As part of the licensing process, Section 401 of the Clean Water Act requires license applicants to also request that the state (or in some cases, a tribe) certify that the new licenses will protect water quality as required by state law. The Clean Water Act gives states a year to “act” on certification. In the three cases, the applicants withdrew their requests for certification before one year expired.
FERC found that the California State Water Resources Control Board’s acceptance of the applicants’ withdrawals and some perfunctory procedural emails showed that the state had “coordinated” circumvention of the one-year rule. Relying on a 2019 case called Hoopa Valley Tribe v. FERC, FERC thus held that the State Water Board “waived” its chance to certify the projects on the Yuba and Merced rivers.
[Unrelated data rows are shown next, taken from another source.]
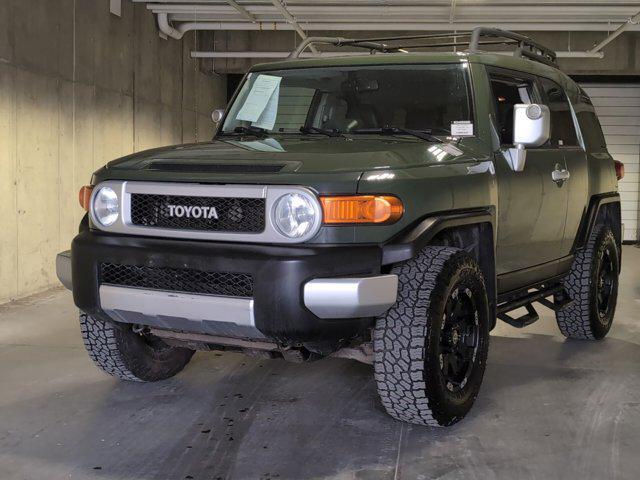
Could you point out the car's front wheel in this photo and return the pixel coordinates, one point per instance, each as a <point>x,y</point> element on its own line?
<point>430,348</point>
<point>127,355</point>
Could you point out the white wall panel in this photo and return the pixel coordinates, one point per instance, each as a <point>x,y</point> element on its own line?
<point>618,107</point>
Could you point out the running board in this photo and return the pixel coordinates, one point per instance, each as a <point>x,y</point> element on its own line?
<point>527,299</point>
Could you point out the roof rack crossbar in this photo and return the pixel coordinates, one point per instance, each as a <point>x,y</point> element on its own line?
<point>526,47</point>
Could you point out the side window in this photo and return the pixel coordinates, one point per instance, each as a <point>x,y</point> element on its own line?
<point>563,132</point>
<point>508,91</point>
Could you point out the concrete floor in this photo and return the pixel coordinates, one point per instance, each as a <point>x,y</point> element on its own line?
<point>549,408</point>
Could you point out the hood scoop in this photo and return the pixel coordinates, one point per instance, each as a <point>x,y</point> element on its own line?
<point>208,167</point>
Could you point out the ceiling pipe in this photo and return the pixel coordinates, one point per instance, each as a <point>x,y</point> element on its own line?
<point>243,11</point>
<point>291,19</point>
<point>166,28</point>
<point>622,28</point>
<point>249,54</point>
<point>183,27</point>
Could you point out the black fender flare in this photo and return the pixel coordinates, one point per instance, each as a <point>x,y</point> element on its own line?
<point>591,216</point>
<point>408,243</point>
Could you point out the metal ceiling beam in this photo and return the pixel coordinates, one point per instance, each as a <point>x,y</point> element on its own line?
<point>622,28</point>
<point>291,19</point>
<point>243,11</point>
<point>251,54</point>
<point>397,26</point>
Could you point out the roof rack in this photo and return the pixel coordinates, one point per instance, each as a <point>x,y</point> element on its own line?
<point>479,36</point>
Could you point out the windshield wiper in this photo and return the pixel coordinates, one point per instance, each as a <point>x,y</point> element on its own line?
<point>423,134</point>
<point>250,130</point>
<point>330,133</point>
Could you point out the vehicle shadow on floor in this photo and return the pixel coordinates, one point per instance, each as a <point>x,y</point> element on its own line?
<point>227,416</point>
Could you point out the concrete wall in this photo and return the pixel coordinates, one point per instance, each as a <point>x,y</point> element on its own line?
<point>622,56</point>
<point>79,87</point>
The Court disagreed. Writing for the panel, Judge Michelle Friedland wrote:
We agree with the Fourth Circuit’s observation in NCDEQ [a similar case in North Carolina] that “it must take more than routine informational emails to show coordination” because the states’ “rights and responsibilities to ensure compliance with their own water quality standards are too important to be so easily stripped away.” [Citation]. Because the default term of a federal license is forty years, a state’s waiver could result in a hydroelectric project’s being noncompliant with a state’s standards for decades. Considering those dramatic consequences, FERC’s coordination findings cannot rest on such thin evidence as a simple courtesy email reminding an applicant of an impending deadline.
The Court thus ruled FERC’s decision invalid because it was not supported by “substantial evidence.” The Court’s characterization of FERC’s evidence as “thin” is, in CSPA’s view, charitable.
FERC had also said that the applicants’ failure to complete environmental review as required by the California Environmental Quality Act (CEQA) didn’t matter. Again, the court disagreed, stating, “In short, the records in all three orders under review demonstrate that the Project Applicants chose to withdraw and resubmit their certification requests because they had not complied with California’s CEQA regulations.”
The applicants flaunted the rules, and then they tried to skate. The ruling restores process discipline and affirms the overriding rights of states and jurisdictional tribes to protect water quality.
In addition to CSPA, South Yuba River Citizens League, Friends of the River, and the Sierra Club and its Mother Lode and Tehipite chapters were environmental litigants in the case, Water Power Law Group and the Western Environmental Law Center represented the environmental litigants. They coordinated their case with the California Attorney General’s Office, appearing on behalf of the State Water Board.
The cases are No. 20-72432, No. 20-72452, and No. 20-72782.